Use of Xpert Contributes to Accurate Diagnosis, Timely Initiation, and Rational Use of Anti-TB Treatment among Childhood Tuberculosis Cases in South Central Ethiopia

Use of Xpert Contributes to Accurate Diagnosis, Timely Initiation, and Rational Use of Anti-TB Treatment among Childhood Tuberculosis Cases in South Central Ethiopia

By: Abebe Sorsa, Degu Jerene, Solomon Negash, Ashenafi Habtamu
Publication: Pediatric Health, Medicine and TherapeuticsMay 2020; 11: 153–60. DOI: 10.2147/PHMT.S244154.

Abstract

Background

Childhood tuberculosis (TB) was under-prioritized, and only 15% of childhood TB cases are microbiologically confirmed. Hence, most childhood TB diagnoses are made on a clinical basis and prone to over- or under-treatment. Xpert is a rapid method for the diagnosis of childhood TB with high sensitivity.

Objective

To assess the use of Xpert for accurate diagnosis, timely initiation, and rational use of anti-TB treatment among childhood TB.

Methods

In 2016, the hospital facilitated the installation of the Xpert machine.
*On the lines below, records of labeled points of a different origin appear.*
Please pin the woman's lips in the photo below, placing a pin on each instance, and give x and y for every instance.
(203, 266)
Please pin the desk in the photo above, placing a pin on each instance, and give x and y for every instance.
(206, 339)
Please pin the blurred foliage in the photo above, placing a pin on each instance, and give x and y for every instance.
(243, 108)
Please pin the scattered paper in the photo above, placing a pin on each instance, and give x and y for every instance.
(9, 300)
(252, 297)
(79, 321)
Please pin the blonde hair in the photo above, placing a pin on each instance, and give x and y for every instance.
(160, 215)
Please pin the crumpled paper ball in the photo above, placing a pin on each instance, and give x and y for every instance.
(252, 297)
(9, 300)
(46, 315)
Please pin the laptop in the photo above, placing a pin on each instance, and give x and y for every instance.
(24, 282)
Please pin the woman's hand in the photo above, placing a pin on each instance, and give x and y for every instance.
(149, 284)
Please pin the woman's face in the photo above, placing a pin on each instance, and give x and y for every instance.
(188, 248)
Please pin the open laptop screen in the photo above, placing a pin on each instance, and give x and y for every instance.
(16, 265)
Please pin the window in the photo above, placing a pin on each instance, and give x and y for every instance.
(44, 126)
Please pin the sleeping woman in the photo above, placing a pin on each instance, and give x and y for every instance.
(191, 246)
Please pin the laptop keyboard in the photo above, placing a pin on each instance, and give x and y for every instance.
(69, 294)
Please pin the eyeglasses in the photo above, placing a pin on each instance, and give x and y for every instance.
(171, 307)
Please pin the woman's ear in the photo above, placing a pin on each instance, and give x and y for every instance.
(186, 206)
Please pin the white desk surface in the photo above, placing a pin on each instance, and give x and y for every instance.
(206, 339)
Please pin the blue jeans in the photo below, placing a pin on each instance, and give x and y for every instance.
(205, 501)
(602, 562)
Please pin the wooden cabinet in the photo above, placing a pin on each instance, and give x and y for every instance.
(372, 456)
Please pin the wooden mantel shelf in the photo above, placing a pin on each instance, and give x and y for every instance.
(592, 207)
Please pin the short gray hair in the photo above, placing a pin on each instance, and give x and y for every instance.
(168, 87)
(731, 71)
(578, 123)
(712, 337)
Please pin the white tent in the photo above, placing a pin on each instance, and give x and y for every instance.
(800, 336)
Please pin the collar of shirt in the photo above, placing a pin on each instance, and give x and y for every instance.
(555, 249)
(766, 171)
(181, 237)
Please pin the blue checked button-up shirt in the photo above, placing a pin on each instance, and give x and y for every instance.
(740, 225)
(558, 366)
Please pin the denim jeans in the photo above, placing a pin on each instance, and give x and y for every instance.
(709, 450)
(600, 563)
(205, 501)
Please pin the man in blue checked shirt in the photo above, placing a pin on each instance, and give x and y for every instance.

We reviewed data trends over four consecutive years; two years before the arrival of the machine and two years following the implementation of Xpert. Data were extracted retrospectively from electronically stored databases and medical records and entered to SPSS 21 for analysis.

Results

In the pre-intervention period (2014–2015), 404 cases of children presenting with symptoms or signs suggestive of TB (“presumptive TB”) were evaluated using AFB microscopy. A total of 254 (62.8%) TB diagnoses were made, of which 54 (21.3%) were confirmed by smear AFB while 200 (78.7%) were treated as smear-negative TB cases. The mean waiting time to start anti-TB treatment was 6.95 days [95% CI (3.71–10.90)]. During the intervention period (2016–2017), 371 children with presumptive TB were evaluated using Xpert. A total of 199 (53.6%) childhood TB cases were notified, of which 88 (44.2%) were Xpert positive and 111 (55.8%) were treated as Xpert-negative probable TB cases. The tendency to initiate anti-TB treatment for unconfirmed TB cases was reduced by a third. Compared with smear AFB, Xpert improved accuracy of diagnosing pediatric TB cases two-fold. The average waiting time to start anti-TB treatment was 1.33 days [95% CI (0.95–1.71)]. There was a significant reduction in the waiting time to start anti-TB treatment, with a mean time difference before and during intervention of 5.62 days [95% CI (1.68–9.56)].

Conclusion

Xpert use was associated with a significant increase in the accuracy of identifying confirmed TB cases, reduced unnecessary anti-TB prescription, and shortened the time taken to start TB treatment.